Lately I’ve been having a number of articles I want to write on relationships. With Valentine’s day being around the corner, I thought this might be a good time to start writing them. So, this month is going to be focused on talking about all the different aspects of relationships, from how to maintain a healthy one to how to find a good one. This week, I want to look into arguments.
In relationships you are going to have arguments. It’s just a basic fact. No matter who you are dating, there will be times when you don’t see eye to eye, and there will be times when you will feel insecure, but arguments don’t have to be bad. They can be incredibly healthy and constructive. Here are tips for having a healthy argument.
Keep an eye on your body-language
One of the fastest ways you can tell if you are having a good argument or a bad one is by body language. Do you feel tense? Is your voice getting sharper or louder? Do you feel like you need to defend yourself? Is you partner acting defensive in any way? If you answer yes to any of these questions, then you are either having a bad argument or are about to have one. This is a sign that you need to take a step back because the argument is going in a counterproductive direction.

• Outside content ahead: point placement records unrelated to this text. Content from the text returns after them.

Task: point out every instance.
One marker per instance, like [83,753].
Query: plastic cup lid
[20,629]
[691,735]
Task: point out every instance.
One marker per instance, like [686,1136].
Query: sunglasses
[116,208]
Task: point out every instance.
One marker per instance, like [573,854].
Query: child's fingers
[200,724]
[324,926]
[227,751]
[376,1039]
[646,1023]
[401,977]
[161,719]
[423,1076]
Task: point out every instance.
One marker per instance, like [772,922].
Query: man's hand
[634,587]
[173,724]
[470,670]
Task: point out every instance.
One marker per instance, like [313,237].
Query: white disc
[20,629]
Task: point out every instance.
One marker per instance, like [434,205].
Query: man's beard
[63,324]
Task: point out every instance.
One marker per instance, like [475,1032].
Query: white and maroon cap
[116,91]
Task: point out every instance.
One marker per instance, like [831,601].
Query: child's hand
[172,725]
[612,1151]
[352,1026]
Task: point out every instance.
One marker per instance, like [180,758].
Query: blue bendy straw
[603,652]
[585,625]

Take a step back and breathe
If you catch yourself in a bad argument, the best thing you can do is take a step back and slow yourself down. When my girlfriend, Tia, and I get tense, she’ll often stop me and just give me a hug and let the tension dissipate for a moment. This allows us to stop for a moment and deal with the argument in a more constructive way or to set it aside when we’ll be in a better mindset to deal with it positively.
If for some reason you are arguing with a person who you can’t hug, there are other things you can do. Take a moment and tell a joke or stop and say an over the top compliment. Both will probably make you both smile and stop long enough to shift gears.

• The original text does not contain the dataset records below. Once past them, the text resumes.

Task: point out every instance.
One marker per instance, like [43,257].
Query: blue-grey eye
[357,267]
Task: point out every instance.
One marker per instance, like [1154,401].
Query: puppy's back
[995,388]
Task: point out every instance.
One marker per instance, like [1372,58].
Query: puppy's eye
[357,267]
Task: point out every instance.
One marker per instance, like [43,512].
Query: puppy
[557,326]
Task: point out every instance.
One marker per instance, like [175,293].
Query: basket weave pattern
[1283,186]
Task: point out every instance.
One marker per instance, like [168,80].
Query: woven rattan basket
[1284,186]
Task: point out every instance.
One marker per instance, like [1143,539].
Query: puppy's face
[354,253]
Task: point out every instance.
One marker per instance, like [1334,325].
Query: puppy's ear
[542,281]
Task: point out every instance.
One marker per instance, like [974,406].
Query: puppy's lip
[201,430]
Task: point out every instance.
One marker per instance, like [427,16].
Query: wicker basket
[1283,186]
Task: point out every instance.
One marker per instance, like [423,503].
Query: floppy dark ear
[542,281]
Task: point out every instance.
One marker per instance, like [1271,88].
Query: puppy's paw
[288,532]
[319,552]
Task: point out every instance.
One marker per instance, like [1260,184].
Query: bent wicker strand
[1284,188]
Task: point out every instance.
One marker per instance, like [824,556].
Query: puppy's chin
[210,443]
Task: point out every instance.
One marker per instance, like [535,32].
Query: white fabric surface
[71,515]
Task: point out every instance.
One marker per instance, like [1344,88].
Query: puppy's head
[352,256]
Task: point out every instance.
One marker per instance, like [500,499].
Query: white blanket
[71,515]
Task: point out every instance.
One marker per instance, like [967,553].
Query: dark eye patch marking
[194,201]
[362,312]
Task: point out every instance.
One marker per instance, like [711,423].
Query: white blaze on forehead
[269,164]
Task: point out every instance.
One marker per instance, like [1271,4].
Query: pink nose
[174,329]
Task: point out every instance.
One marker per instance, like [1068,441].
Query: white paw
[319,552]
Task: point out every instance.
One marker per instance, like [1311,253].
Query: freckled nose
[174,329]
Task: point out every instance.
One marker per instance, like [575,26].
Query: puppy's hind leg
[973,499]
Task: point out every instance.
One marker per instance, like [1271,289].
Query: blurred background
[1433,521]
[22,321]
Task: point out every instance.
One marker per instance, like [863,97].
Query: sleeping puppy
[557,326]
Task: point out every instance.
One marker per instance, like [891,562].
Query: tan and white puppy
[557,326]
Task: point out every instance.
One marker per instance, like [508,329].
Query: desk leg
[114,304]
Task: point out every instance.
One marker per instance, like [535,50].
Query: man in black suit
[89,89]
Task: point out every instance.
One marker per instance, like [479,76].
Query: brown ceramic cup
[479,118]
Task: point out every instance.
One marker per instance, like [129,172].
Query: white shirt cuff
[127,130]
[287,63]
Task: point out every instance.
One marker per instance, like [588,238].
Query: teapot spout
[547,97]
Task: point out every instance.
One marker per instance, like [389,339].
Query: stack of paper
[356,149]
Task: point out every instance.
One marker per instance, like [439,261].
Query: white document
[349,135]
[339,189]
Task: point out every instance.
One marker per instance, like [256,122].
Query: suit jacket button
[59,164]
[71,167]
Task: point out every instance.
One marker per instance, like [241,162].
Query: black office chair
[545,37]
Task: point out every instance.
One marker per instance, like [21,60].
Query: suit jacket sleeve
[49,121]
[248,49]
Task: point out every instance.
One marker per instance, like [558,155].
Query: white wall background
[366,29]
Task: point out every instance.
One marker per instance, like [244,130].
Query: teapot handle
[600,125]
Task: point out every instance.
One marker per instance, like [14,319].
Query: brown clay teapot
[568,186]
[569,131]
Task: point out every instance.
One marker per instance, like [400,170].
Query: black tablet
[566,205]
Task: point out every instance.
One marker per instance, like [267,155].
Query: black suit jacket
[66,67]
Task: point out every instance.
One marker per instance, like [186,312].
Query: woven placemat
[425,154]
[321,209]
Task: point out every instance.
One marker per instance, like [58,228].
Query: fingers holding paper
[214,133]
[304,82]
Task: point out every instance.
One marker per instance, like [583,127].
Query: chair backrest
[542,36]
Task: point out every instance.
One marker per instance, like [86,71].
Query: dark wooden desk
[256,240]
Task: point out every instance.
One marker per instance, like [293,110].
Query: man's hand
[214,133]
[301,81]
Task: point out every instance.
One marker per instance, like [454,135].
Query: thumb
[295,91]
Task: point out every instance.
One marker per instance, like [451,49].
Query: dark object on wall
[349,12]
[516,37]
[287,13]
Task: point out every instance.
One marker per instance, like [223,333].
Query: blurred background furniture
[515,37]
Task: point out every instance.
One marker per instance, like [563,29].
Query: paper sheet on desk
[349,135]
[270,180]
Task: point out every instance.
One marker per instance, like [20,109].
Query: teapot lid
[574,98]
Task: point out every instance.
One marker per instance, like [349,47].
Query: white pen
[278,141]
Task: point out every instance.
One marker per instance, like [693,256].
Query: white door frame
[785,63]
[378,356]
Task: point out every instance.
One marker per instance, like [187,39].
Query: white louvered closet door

Productive arguments shift from the blame-game to listening and question asking. You start working from the inside-out. Instead of identifying issues with your partner, you start looking at yourself.

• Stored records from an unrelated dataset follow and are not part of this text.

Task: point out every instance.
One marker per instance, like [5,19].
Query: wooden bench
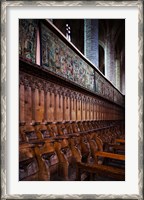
[110,155]
[115,173]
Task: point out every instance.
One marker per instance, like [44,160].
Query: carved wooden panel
[42,101]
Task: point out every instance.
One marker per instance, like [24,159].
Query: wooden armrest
[115,172]
[110,155]
[120,140]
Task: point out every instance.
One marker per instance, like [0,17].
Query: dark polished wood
[110,155]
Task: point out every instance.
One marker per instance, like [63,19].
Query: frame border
[4,4]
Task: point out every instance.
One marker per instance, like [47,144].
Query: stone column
[110,69]
[118,74]
[91,47]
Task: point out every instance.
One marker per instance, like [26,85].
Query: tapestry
[60,59]
[27,39]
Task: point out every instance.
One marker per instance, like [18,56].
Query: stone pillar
[118,74]
[91,47]
[110,69]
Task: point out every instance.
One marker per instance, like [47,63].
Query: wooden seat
[31,168]
[117,174]
[66,160]
[48,154]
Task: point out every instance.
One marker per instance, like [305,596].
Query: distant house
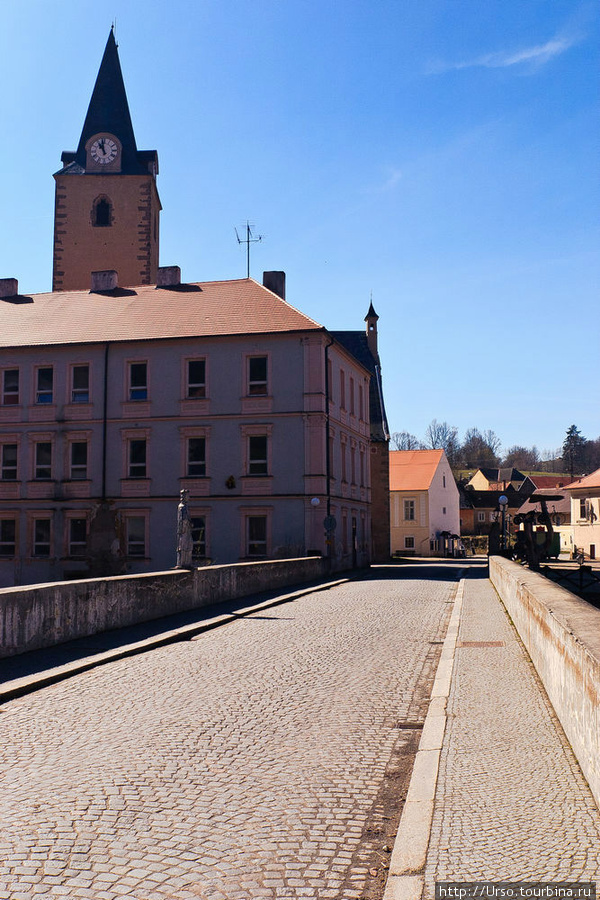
[480,509]
[585,513]
[424,504]
[548,482]
[501,480]
[560,513]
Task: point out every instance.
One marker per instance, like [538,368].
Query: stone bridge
[363,738]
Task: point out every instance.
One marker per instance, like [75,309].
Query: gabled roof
[550,481]
[356,342]
[148,313]
[505,474]
[559,506]
[413,470]
[471,499]
[591,482]
[109,112]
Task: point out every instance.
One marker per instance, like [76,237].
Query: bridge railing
[42,615]
[562,635]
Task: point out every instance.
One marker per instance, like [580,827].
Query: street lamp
[503,503]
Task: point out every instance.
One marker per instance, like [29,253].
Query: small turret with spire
[371,319]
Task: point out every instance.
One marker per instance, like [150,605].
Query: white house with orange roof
[585,514]
[424,504]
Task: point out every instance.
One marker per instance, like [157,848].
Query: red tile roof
[589,482]
[146,312]
[413,470]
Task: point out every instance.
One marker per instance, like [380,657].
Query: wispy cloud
[537,55]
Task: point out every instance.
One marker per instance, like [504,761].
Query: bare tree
[525,458]
[476,452]
[441,436]
[403,440]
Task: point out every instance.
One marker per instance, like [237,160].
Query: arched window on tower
[102,212]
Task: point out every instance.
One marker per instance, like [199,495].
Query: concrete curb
[407,864]
[26,685]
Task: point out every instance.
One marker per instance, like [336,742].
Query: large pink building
[124,386]
[112,401]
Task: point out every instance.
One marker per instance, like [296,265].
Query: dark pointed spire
[109,111]
[371,313]
[371,319]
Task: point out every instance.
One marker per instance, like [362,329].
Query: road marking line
[405,879]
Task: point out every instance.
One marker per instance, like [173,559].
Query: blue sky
[439,155]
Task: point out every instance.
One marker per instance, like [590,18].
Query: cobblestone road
[512,803]
[244,764]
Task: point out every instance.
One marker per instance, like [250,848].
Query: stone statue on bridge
[185,541]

Good questions to ask are “What is it we both want?”, “What about this argument upsets me and why?”, “If I am tense or shouting, what insecurity is causing me to feel defensive?”, “What am I worried about or scared of?”
When you have thoroughly searched yourself, you then start asking the same questions of your partner. Keep asking eachother questions until you both know what you actually want, then you can solve the issue together. Adopting this mindset is very powerful because it shifts thinking from “me versus you” to “us versus life” and opens up a lot of possibility.
Focus on listening instead of talking
When two people are in the heat of an argument, neither person is actually listening. They are both solely focused on defending themselves and blaming the other. The fastest way to stop this cycle is to actively show that you are listening. The next time somebody is mad at you, try doing this:
Listen to what they are saying and repeat it back to them using different words.
Example: “So, it sounds like you feel unloved because we haven’t been together a lot this week.”
When they confirm you understood them correctly, validate their feelings.
Example: “It’s understandable that you’d feel neglected.”
Usually when you do this, you’ll see a huge shift in demeanor. The person who was enraged at you will suddenly be open, listening, and even apologetic. This is because you broke the cycle and they now feel heard and can now return the favor. This technique is amusing, because you can even know somebody is using it on you, and you’ll still feel better despite the fact they’re basically using a script.
So to summarize, the big difference between a good argument and a bad one is basically whether you are working together or against eachother to find a solution. When you can catch yourself in a bad argument and shift gears it’s pretty amazing. It allows for healthier relationships and more opportunity to grow. Try it and hopefully you’ll find it awesome too.